Over at the Almeida, Mr Burns is imagining the storytelling of the future, putting an episode of The Simpsons through a post-apocalyptic game of Chinese whispers. On the other side of London, meanwhile, Idomeneus explores a mangled narrative that is already thousands of years old. Roland Schimmelpfennig's play, here translated by David Tushingham for its UK premiere, is nominally about the Cretan king and his experience in the aftermath of Troy. But really, it's all about stories.

In Ellen McDougall's playful version, this fragmented and contingent rendering of the centuries old myth is told by a cast of five. They enter one by one, awkward and fidgeting, stumbling over one another in their eagerness to share the story. The collective power of the Greek chorus transformed into a gaggle of giggling players. Speaking at the same time, interrupting one another, throwing grinning asides at the audience, they muddle their way through all the "ifs" and "maybes" of a tale that has already been through generation upon generation. We know that Idomeneus has returned from war in Troy, buying his survival with a promise of sacrifice, but everything else is up for grabs. All the original certainties have been flattened out into countless possibilities, until the very act of telling is riddled with narrative potholes.
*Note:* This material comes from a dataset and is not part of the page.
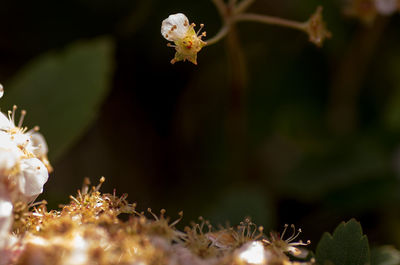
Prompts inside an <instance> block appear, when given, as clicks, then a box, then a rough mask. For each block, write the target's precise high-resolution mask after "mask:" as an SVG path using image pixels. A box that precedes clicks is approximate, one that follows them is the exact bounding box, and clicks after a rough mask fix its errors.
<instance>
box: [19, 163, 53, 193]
mask: <svg viewBox="0 0 400 265" xmlns="http://www.w3.org/2000/svg"><path fill="white" fill-rule="evenodd" d="M17 178H18V184H19V190H20V192H21V193H22V194H23V195H24V196H25V197H26V199H27V201H31V200H32V199H35V198H36V197H37V196H38V195H39V194H40V193H42V192H43V185H44V184H45V183H46V182H47V179H48V178H49V174H48V172H47V169H46V167H45V166H44V164H43V163H42V162H41V161H40V160H39V159H37V158H28V159H23V160H22V161H21V162H20V172H19V174H18V176H17Z"/></svg>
McDougall's production is bursting with the glee of invention, each sentence of its visual language creating the illusion of inspired spontaneity. When water is thrown across the stage, it is with the shock and joy of new possibility. The scribbling of cocks on the wall with chalk is imbued with brilliantly childish naughtiness, as is the later explosion of party poppers. And juxtaposed with this delight is the surprising brutality of McDougall's simple visual metaphors for violence. A piece of chalk ground to dust or sudden, vivid splashes of ink – history literally written on the body – effortlessly conjure the crushing of bones and the spilling of blood.

This gloriously messy, water-drenched staging plays out in Ana Ines Jabares Pita's blank blackboard of a set, its surfaces just waiting to be written on. The more tangled the story and its multiplying possibilities, the more cluttered and chaotic the stage becomes, until the performers are left sitting amid the anarchy, looking in disbelief at what they have made. It's telling that the only recognisable visual reference to the narrative is an upturned paper ship that dangles from the ceiling – delicate, flimsy, just waiting to be ripped down.

The ancient narrative too gets a pummelling, frequently sideswiped by cries of "it wasn't like that, that's not what happened". By restlessly reshuffling this tale, Schimmelpfennig – and McDougall in this appropriately irreverent production – demonstrate both the instability and the mutability of stories. In just one of many "what ifs", we see Idomeneus's son Idamantes sail off into the sunset with Electra under a shower of rose petals, with the suggestion that "everything could be different". And here lies the piece's playful power. If stories can be told and retold and retold again, then the ending can be changed. Everything could be different.

Idomeneus runs at the Gate Theatre until 19 July.